In his book Everything is Miscellaneous, David Weinberger debunks market segmentation based on essentialism.
Particular demographic properties are selected because the marketers believe they define a group susceptible to the same message; hence 18-24 year old suburban males get the “It'll make you tough” advertising while the females get the “Boys will like you” message ... Thinking that 18-24 year old suburban males exist as a market [online] – as something more than a random slice [of the population] – gets in the way of seeing the truly fascinating phenomenon: miscellaneous customers finding one another in the digital world and forming real social groups, not because they share essential demographic traits but because they're talking with one another. The markets that conversations make are real markets, not mere statistical clusterings.Essentialism makes the world seem more manageable, but it can lead us to miss what's really going on.

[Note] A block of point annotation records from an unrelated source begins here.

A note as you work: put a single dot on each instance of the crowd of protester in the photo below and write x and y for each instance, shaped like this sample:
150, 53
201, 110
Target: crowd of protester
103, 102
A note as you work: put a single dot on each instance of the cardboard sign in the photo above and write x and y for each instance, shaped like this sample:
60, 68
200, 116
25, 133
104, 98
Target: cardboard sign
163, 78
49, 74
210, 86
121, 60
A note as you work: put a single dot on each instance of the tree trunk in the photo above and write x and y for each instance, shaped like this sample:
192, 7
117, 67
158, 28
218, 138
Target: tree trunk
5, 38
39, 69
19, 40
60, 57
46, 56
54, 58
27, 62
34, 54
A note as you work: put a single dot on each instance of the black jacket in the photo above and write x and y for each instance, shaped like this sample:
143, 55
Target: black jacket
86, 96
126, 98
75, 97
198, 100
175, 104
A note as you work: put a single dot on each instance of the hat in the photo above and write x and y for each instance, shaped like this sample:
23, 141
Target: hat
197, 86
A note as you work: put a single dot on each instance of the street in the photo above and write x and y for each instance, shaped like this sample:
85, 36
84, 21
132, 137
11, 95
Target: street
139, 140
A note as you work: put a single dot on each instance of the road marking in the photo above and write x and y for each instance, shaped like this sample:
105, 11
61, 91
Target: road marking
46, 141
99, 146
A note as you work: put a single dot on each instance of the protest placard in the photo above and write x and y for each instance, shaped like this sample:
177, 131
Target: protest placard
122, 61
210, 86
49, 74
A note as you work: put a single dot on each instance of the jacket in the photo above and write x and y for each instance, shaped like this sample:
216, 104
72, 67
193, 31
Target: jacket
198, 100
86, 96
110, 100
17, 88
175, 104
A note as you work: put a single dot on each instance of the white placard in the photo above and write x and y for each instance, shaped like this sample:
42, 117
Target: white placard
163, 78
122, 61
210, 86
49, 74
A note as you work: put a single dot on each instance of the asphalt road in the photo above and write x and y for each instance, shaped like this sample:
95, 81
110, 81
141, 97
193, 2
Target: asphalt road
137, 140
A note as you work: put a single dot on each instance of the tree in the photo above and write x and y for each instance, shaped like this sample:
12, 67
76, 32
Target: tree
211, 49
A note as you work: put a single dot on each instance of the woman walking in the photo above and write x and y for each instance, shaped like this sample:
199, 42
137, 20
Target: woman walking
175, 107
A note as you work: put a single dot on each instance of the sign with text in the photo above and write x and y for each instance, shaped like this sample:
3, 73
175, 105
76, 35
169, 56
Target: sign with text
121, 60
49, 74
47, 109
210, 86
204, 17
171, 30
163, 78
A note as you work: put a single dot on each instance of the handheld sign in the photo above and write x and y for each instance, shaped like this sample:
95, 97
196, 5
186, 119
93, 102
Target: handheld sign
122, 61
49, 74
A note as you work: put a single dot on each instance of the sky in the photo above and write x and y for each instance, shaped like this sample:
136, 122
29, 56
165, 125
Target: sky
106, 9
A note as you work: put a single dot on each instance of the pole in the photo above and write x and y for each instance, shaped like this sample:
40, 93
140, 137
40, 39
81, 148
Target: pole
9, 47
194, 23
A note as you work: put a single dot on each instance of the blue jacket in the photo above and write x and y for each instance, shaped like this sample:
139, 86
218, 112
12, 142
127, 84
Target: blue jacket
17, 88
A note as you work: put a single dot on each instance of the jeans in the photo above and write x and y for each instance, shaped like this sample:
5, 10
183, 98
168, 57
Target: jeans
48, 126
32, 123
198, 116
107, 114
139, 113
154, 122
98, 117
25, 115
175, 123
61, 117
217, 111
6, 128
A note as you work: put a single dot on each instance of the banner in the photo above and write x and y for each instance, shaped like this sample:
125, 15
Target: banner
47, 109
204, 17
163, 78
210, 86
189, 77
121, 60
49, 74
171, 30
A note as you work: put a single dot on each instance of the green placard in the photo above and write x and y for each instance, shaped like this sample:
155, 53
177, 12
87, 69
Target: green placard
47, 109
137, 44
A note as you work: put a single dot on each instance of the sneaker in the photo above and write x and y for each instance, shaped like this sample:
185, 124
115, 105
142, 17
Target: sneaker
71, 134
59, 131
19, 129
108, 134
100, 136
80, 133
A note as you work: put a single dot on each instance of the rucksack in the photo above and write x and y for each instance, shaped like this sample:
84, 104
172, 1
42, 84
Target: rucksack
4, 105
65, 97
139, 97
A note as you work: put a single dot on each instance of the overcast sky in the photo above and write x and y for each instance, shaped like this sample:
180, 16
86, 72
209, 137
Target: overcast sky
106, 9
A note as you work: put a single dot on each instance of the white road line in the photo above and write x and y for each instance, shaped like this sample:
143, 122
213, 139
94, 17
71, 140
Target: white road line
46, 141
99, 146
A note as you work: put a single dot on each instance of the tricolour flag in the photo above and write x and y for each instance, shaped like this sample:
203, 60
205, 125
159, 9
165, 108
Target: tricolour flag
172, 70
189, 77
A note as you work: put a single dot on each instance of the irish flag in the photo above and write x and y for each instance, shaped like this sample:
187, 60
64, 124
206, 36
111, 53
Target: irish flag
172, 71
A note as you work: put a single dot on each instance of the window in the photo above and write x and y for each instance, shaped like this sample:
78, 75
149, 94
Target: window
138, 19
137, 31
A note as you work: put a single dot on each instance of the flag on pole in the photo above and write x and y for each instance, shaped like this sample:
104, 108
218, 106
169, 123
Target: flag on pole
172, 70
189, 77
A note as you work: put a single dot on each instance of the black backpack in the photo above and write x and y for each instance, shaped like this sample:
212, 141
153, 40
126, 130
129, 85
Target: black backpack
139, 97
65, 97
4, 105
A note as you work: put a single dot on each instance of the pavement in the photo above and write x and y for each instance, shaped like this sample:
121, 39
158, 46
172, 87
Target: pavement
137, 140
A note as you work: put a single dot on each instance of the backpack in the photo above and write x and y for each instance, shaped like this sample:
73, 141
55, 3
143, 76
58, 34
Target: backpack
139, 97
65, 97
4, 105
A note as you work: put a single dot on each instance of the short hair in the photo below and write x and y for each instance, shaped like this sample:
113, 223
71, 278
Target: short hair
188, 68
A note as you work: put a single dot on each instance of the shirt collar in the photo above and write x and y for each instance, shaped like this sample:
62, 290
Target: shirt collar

Essentialism worked in the TV-industrial complex because mass media was able to isolate people and bombard them with archetypes until they become convinced they fit the moulds made for them by the marketers. The vast majority of teenage boys in the 90's didn't share any essential traits with Michael Jordan, but Nike kept telling them they “want to be like Mike” over and over and over again until they believed it. Once convinced, they expressed it the only way they could; by getting his $200 Nike Air Jordan shoes, the $100 Air Jordan training suit, etc. The market was created by the marketing.
The online world promotes individuality, miscellaneousness, infinite choice, and user control. It is an environment in which the old marketing strategies cannot succeed because interrupting people with marketing messages whenever and for however long you want is impossible. This means that marketers, and by extension market researchers, must fundamentally rethink their approach.